With more than $1 million in gifts, a new phase of the MCubed research-funding program will open this month, broadening the scope of U-M’s unique initiative to advance bold work that crosses traditional academic boundaries.
In this MCubed Diamond program, named after the shape of the tokens qualifying researchers will receive, individuals or organizations pay for a project that a faculty member will steer.
Register for MCubed Symposium
Those who appreciate revolutionary ideas are encouraged to register for the 2014 MCubed Symposium Oct. 9 at Rackham Auditorium and the Michigan League.
President Mark Schlissel will share his vision for research and scholarship at U-M, and there will be talks from faculty and students on autism, the health impacts of global trade, Facebook, environmental justice in Detroit, and more.
Direct questions about the event to [email protected] and register at the MCubed website.
The program will launch on the MCubed website in mid-October with seven projects in data science and maternal and children’s health. Unlike the pilot phase of MCubed, no matching funding from researchers or departments is required. The cubes are fully financed by individuals, foundations or corporations.
“We’re ecstatic about opening this phase of the program,” said Mark Burns, the T.C. Chang Professor of Engineering, and MCubed director. “It gives our faculty another opportunity to push forward high risk-high reward research that might not otherwise get funded. And it gives anyone in the world the chance to have U-M researchers work on their projects.”

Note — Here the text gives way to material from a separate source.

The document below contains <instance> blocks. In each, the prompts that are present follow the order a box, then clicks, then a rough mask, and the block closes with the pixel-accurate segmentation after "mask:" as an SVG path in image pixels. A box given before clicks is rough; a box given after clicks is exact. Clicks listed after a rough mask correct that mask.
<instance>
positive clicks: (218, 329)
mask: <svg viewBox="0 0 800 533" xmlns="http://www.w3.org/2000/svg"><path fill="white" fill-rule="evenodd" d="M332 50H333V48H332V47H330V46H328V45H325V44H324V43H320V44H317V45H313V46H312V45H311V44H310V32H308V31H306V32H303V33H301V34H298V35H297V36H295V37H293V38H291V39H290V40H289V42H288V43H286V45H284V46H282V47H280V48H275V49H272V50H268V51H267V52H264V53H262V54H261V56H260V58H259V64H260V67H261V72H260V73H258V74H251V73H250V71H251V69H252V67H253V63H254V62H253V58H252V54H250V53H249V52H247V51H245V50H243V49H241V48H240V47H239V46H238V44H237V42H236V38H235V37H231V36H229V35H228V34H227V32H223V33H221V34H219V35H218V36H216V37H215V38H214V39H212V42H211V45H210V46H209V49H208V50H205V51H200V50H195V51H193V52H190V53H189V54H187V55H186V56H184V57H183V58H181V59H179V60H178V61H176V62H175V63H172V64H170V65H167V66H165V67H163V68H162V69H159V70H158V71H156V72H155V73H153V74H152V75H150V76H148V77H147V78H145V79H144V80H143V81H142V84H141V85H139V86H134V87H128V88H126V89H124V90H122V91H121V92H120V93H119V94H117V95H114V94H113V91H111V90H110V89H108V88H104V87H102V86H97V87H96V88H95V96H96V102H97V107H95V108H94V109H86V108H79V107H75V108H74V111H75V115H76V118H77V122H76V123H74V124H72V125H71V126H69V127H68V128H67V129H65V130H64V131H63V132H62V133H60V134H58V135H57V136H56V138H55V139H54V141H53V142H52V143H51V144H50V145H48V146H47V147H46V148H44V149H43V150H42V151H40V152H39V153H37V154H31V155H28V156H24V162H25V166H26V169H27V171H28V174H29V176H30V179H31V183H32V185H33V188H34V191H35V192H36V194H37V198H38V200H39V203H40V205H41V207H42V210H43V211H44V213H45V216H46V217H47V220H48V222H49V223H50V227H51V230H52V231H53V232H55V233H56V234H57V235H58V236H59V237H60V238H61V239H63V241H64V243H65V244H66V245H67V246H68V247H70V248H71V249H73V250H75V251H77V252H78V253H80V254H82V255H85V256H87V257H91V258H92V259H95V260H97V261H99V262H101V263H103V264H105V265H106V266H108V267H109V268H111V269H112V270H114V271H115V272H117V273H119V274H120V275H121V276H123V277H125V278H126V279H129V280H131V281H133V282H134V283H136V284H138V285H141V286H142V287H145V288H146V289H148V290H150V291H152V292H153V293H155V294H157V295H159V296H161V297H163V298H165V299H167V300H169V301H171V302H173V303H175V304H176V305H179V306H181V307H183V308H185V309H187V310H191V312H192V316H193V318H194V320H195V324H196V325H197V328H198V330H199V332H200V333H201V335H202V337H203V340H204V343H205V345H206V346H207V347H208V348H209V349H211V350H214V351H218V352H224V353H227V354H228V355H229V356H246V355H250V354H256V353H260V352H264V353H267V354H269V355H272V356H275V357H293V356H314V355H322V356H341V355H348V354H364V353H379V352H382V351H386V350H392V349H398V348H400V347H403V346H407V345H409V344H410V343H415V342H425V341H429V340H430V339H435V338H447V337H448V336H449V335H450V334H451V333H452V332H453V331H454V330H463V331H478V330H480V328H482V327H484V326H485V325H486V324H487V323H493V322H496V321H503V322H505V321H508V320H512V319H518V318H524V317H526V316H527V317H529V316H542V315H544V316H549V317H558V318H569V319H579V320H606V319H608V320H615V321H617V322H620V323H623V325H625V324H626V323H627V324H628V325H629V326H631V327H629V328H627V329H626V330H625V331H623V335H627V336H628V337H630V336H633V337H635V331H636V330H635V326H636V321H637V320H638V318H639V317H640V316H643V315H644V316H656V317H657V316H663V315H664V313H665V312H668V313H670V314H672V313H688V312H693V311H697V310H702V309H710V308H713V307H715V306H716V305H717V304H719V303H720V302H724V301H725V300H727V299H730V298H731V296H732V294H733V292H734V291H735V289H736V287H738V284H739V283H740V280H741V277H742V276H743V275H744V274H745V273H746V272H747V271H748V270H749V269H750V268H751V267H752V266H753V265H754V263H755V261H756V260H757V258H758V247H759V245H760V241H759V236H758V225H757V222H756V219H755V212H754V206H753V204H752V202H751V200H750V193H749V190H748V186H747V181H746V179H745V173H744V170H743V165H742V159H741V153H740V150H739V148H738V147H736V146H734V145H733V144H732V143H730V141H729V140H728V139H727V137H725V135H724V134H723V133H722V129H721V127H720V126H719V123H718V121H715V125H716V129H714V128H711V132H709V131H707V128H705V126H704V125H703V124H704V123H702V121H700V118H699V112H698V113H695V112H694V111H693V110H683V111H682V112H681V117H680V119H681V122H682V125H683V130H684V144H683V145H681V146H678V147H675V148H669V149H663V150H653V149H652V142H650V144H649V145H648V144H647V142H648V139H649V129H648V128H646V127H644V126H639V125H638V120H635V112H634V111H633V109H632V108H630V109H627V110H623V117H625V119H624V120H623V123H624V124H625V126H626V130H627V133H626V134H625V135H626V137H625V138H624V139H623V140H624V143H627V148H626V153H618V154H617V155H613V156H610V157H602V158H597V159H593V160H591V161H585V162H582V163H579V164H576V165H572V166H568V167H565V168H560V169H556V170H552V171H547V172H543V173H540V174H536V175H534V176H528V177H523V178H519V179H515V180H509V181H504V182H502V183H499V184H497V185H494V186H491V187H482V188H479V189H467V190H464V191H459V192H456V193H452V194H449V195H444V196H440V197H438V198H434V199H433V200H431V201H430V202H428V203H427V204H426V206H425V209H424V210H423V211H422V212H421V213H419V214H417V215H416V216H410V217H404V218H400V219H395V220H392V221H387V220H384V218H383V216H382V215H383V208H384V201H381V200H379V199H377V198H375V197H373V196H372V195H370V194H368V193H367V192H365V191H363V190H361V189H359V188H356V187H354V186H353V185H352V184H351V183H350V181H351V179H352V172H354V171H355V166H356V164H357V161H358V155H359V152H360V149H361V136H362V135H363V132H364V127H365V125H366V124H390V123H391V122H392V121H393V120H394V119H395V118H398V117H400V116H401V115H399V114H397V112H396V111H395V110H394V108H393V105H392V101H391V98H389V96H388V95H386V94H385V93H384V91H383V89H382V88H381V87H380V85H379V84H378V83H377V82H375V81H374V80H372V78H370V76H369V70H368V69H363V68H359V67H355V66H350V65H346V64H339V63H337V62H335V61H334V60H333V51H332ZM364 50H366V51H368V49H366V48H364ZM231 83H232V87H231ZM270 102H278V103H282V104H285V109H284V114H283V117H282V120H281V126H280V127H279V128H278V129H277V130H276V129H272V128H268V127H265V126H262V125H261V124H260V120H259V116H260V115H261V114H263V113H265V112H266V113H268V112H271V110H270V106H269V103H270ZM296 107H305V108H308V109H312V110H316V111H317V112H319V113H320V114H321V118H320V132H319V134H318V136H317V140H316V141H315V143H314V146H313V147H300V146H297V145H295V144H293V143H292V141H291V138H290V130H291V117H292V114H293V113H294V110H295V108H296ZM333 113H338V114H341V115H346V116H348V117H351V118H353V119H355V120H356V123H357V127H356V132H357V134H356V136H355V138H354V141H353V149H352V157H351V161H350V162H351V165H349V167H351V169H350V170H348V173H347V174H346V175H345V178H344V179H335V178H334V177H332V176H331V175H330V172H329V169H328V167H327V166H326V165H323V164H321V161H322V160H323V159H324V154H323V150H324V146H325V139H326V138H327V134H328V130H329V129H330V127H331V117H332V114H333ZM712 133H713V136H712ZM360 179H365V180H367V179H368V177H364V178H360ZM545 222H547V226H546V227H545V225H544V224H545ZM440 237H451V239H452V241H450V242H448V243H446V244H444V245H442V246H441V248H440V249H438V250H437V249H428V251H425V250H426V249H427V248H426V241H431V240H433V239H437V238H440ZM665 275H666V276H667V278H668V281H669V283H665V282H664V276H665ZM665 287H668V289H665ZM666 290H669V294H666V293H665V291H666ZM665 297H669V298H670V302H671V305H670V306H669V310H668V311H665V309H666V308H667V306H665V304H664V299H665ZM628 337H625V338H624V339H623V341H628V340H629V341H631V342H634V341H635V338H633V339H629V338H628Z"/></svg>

Two projects on maternal and children’s issues in developing countries are supported by a gift of $750,000 from the Trehan Foundation. Additional cubes will be funded each year for the next four years.
U-M alumni Ranvir and Adarsh Trehan grew up in India and saw firsthand the needs of women and children in a developing nation. They are convinced that true innovation is essential to radically improve health and education outcomes, and they say that’s why they chose to work through MCubed.
“The program is a fantastic idea, which is why we latched onto it,” said Ranvir Trehan, who received a master’s degree in industrial and operations engineering from U-M in 1965. “This is a first-rate university that excels at working in an interdisciplinary manner and that gives me a sense of hope. We’ll have to wait and see what comes of it, but we feel bullish about it.”
Ardash Trehan received a master’s degree in political science from LSA in 1965. The couple is funding cubes that aim to improve health, education or economic outcomes for women and children in developing areas; or, more broadly, alleviate poverty, hunger or disease. They have a preference for research focusing on India, but that’s not required.
In addition to the Trehan Foundation cubes, two foundations are funding five data science projects. The Gordon and Betty Moore Foundation and the Alfred P. Sloan Foundation jointly provided $300,000.
In this case, the projects themselves will be subjects in a School of Information study on how interdisciplinary research teams work to overcome their differences in process, language and knowledge formation itself.
“MCubed gives us a unique laboratory and infrastructure for forming and studying interdisciplinary scholarly activities right here at Michigan,” said Carl Lagoze, associate professor of information, and project leader.
Lagoze and his research team will study the cross-disciplinary, data-intensive projects as they form, investigate their barriers to success, and identify services and tools that could help overcome them.
MCubed is U-M’s unique interdisciplinary research funding experiment designed to encourage new collaborations and innovative projects. Since it started in 2012, the program has given more than $13 million in early-stage grants to more than 200 trios of researchers.
To receive funding, teams simply had to agree to work on a brand new project together, and at least two of three collaborators had to come from different disciplines. Rather than use a traditional application and review process, which can take months or years, MCubed relies on the researchers themselves selecting projects they see as worthwhile.
While the goals of the two MCubed programs are the same, the funding in the Diamond program is different: Donors fund MCubed projects on topics that are important to them.
The funders of these projects can be anyone — alumni, foundations, or companies, for example. And they can be directly engaged with the researchers through the MCubed website, MCubed organizers say.
Faculty members can be funders as well. They can post projects they already have funds for but don’t have a collaborative team in mind. The website then allows them to find and form a multi-disciplinary team.
Just as in the previous incarnation of the program, the money the researchers receive — $60,000 for each cube — pays for a student’s or postdoctoral researcher’s salary to conduct the research.
“Ideally, the funding we have received to date is just the beginning,” Burns said. “We hope to work with faculty and staff to raise much more in the future. MCubed is a great vehicle for connecting donors with researchers to solve the world’s most pressing problems.”
All faculty who are currently collaborators in the MCubed system will receive a Diamond token. Those who aren’t in the system and would like to be added can contact their MCubed unit liaison or the MCubed office at [email protected]. More details will be available soon on the MCubed website.
Funding for the initial (as opposed to Diamond) MCubed program was provided by the Provost’s Office, the individual schools, colleges and units, participating investigators, and Rackham. MCubed is the first program of U-M’s Third Century Initiative, a $50 million, five-year plan to develop innovative, multidisciplinary teaching and scholarship.